Osmanlı’ya karşı bağımsızlık mücadelesi veren Balkanlar, Kuzey Afrika, Arap yarımadasındaki milletler kendi devletlerini kurabildiler. Farklı badireler atlattılar. Ama hiçbiri hala Türkiye’nin yaşadığı sorunları yaşamıyor. Türkiye kimliksiz bir ülke.

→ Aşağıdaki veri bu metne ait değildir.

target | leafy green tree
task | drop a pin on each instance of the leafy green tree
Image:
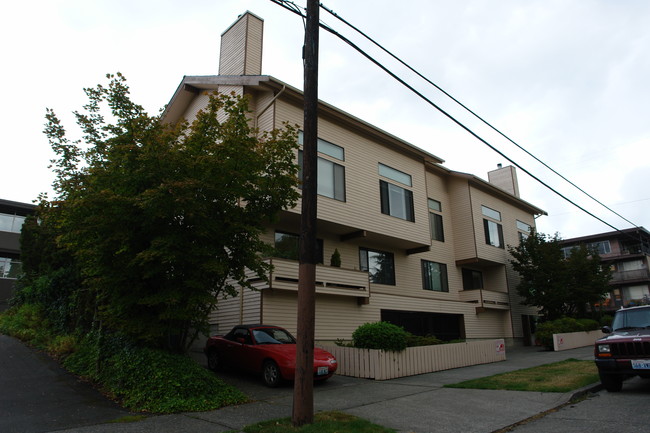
(558, 286)
(163, 219)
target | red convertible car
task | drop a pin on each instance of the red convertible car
(265, 349)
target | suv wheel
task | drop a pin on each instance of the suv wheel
(611, 382)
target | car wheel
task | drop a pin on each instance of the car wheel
(271, 374)
(612, 383)
(214, 361)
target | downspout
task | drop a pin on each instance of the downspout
(268, 105)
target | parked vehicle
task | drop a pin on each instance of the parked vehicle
(266, 350)
(625, 351)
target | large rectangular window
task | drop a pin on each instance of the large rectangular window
(9, 267)
(472, 280)
(11, 223)
(434, 276)
(331, 178)
(396, 201)
(380, 266)
(435, 220)
(287, 246)
(493, 230)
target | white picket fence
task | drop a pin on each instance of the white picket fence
(381, 365)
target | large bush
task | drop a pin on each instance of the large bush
(564, 325)
(150, 380)
(380, 335)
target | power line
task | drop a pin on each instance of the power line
(295, 9)
(471, 112)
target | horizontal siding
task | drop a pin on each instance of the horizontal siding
(362, 208)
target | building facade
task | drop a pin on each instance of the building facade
(12, 216)
(420, 245)
(626, 253)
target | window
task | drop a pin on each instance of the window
(331, 178)
(523, 230)
(379, 265)
(9, 268)
(472, 280)
(434, 276)
(435, 221)
(11, 223)
(396, 201)
(601, 247)
(287, 246)
(493, 230)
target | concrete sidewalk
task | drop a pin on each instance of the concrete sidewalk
(416, 404)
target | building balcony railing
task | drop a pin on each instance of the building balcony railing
(635, 275)
(486, 299)
(329, 279)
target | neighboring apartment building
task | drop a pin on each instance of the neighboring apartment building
(626, 253)
(12, 216)
(421, 246)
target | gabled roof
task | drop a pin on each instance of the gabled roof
(193, 85)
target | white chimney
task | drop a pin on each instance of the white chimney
(505, 178)
(241, 46)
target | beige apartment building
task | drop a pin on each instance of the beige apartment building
(421, 246)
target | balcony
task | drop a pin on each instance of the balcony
(486, 299)
(329, 280)
(636, 275)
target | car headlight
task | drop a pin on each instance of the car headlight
(604, 348)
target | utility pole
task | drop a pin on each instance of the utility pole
(303, 392)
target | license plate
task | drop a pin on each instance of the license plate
(641, 364)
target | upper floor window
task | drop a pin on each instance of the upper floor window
(602, 247)
(9, 268)
(472, 280)
(11, 223)
(287, 246)
(434, 276)
(380, 266)
(331, 175)
(493, 230)
(396, 200)
(435, 220)
(523, 230)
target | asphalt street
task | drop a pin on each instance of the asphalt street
(38, 396)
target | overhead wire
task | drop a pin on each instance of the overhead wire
(334, 14)
(291, 6)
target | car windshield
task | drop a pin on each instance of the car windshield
(272, 336)
(632, 319)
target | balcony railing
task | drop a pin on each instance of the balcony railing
(486, 299)
(329, 279)
(635, 275)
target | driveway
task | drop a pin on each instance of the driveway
(36, 395)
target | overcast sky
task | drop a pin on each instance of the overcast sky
(565, 79)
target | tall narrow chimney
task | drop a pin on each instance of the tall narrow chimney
(505, 178)
(241, 46)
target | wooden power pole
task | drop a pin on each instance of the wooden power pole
(303, 392)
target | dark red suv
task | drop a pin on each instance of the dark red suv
(625, 351)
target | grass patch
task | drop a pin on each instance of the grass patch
(324, 422)
(141, 379)
(561, 376)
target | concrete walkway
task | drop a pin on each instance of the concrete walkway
(416, 404)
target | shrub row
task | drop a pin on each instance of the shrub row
(545, 330)
(143, 379)
(388, 337)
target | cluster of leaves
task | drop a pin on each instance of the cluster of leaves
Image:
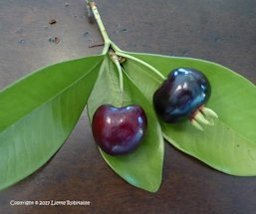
(53, 98)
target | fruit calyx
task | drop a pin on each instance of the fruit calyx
(182, 96)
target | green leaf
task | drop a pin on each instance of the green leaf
(143, 167)
(38, 112)
(229, 145)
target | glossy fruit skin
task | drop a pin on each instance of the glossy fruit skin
(181, 94)
(119, 131)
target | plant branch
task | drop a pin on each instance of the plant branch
(101, 26)
(115, 59)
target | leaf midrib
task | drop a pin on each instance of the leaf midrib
(222, 121)
(49, 99)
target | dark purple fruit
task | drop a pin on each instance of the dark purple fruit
(119, 130)
(181, 95)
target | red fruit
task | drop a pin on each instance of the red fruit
(119, 130)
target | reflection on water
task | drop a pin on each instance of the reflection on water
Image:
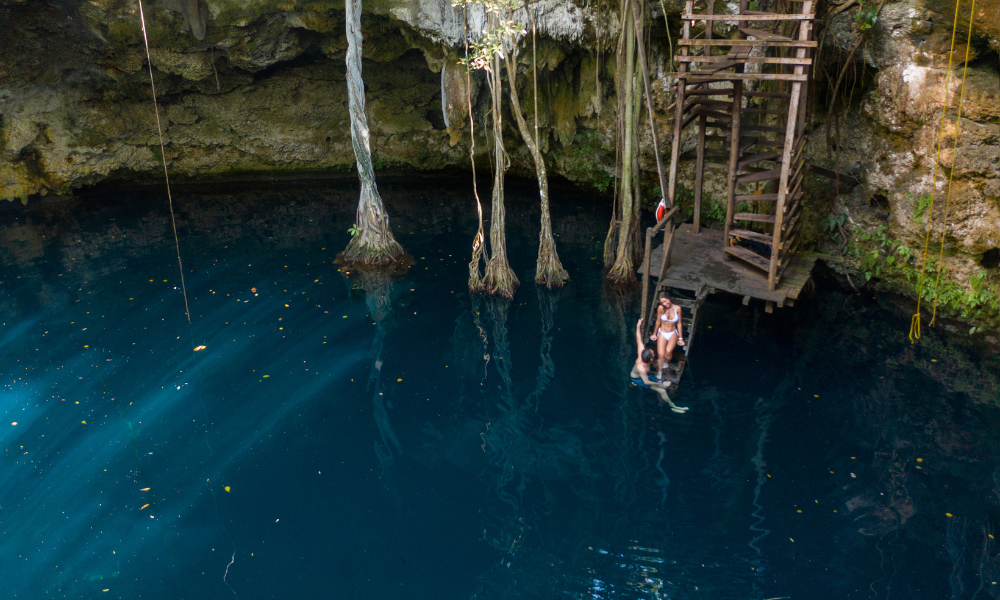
(375, 434)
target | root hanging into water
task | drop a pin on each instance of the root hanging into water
(373, 244)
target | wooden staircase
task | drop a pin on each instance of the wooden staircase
(747, 97)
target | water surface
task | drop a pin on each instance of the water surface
(363, 437)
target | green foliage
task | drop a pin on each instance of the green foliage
(867, 15)
(833, 224)
(881, 256)
(713, 210)
(923, 203)
(497, 37)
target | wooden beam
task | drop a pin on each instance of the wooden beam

Osmanlı desen değil. Türk desen değil. Kimlik dizgisi şekillenmemiş. İdealize edilen egemen birey tipi bile sorunlu, patolojik. Örneğin; Erkek, x asıllı ama Türk, üst düzey eski bürokrat, tarikat üyesi-cemaat üyesi, uyuşturucu baronu ya da mafya lideri, holding hissedarı, hotel ve gayrımenkul zengini, aynı zamanda toplumun ileri geleni, siyasetçi ve Türklük ülküsünün/kızıl elmanın öncüsü gibi birçok çelişkili, uzlaşmaz tanımlamalar bir şahısta bulunabiliyor. Mesela Adriyatik’ten Çin’e özlenen Türklük dünyasının kurulumu diye bir senaryo ve buna inanarak yaşayan, siyaset yapan, hayatını sürdüren büyük bir topluluk var Türkiye’de. Tuhaf gelebilir ama bunun hiçbir realitesi yok. Türkiye diye tanımladıkları hiçbir topluluk da bunu benimsemiyor. Yani kendi kendine kurtarıcı, kendi kenine böylesine ucube sıfatların hepsini bir arada taşıyan biri ancak Türkiye’de olur, dedirtecek bir durum yaşıyoruz.

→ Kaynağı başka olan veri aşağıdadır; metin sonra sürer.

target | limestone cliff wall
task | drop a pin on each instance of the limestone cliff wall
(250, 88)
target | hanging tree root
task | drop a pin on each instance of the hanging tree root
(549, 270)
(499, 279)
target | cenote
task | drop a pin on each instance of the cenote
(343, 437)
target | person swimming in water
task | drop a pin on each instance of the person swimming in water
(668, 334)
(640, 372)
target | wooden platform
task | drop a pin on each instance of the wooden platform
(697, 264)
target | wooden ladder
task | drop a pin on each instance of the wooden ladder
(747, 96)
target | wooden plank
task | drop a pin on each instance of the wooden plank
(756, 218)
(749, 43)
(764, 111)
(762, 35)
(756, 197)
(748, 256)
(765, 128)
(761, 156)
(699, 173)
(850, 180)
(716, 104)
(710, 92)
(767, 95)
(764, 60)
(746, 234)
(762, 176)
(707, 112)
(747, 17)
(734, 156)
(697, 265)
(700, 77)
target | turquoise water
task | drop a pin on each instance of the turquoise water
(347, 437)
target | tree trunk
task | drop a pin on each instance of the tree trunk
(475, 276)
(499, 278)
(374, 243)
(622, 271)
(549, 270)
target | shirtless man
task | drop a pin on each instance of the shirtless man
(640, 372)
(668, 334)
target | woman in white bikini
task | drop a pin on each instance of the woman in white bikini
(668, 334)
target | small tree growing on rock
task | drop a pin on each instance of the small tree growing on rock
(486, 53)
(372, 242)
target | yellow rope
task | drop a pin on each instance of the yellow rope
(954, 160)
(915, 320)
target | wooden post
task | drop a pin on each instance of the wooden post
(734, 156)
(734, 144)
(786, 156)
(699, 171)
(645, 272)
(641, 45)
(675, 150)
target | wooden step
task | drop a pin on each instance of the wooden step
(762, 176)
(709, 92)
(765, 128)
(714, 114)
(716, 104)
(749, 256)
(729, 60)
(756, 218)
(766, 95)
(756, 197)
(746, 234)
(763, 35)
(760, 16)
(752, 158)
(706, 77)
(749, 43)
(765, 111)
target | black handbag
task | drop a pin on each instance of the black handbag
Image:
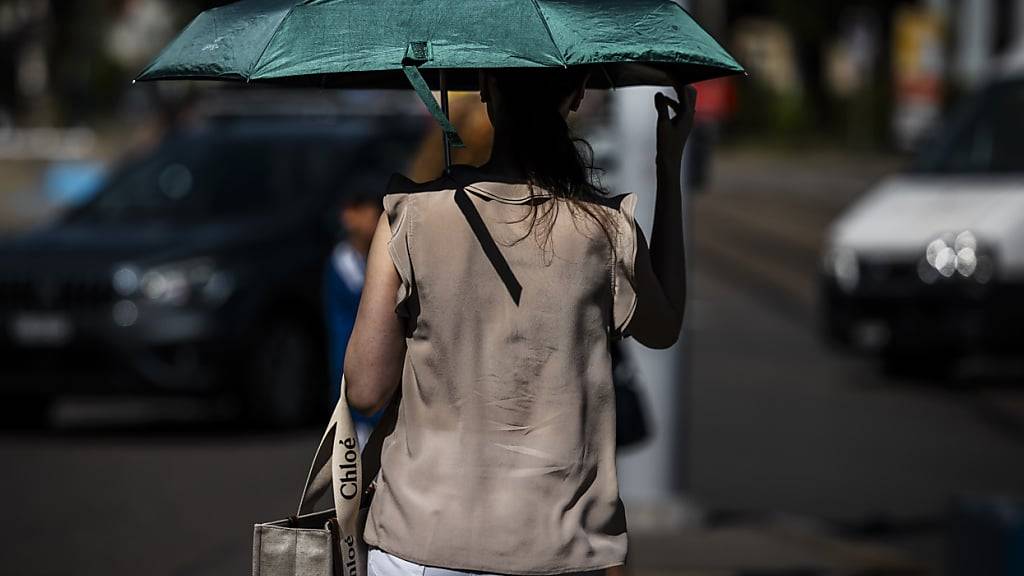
(631, 414)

Yine yaygın tanımlamaya bakalım, Arnavut asıllı Türk, Gürcü asıllı Türk, Kürt kökenli Türk, Laz kökenli Türk gibi bir dizilim var. Ama ülkenin genetik kodlarının çözümlemesine bakıldığında Türk etnik unsurunun azınlıkta olduğu da görülmektedir. Bu mesele de değil. Zaten asıl olan çatı bir etnik kavramın zorunlu kılınması ve onun üzerinden çok da tutar yanı olmayan ülküler oluşturulmasıdır. Oysa her birey veya grup kendini tanımlarken direkt aslıyla tanımlasa ve bunun üzerine bir Türklük eklemezse o zaman reel etnik örgü ortaya çıkar ve Türk asıllı Türkler de daha bir berrak olarak yerlerini alırlar. Herkesin aslına sahip olduğu bir ortamda kimsenin kimseyi bölmesine, parçalamasına da gerek olmaz. Tabii ki herkesin kendi haklarını kullanması halinde.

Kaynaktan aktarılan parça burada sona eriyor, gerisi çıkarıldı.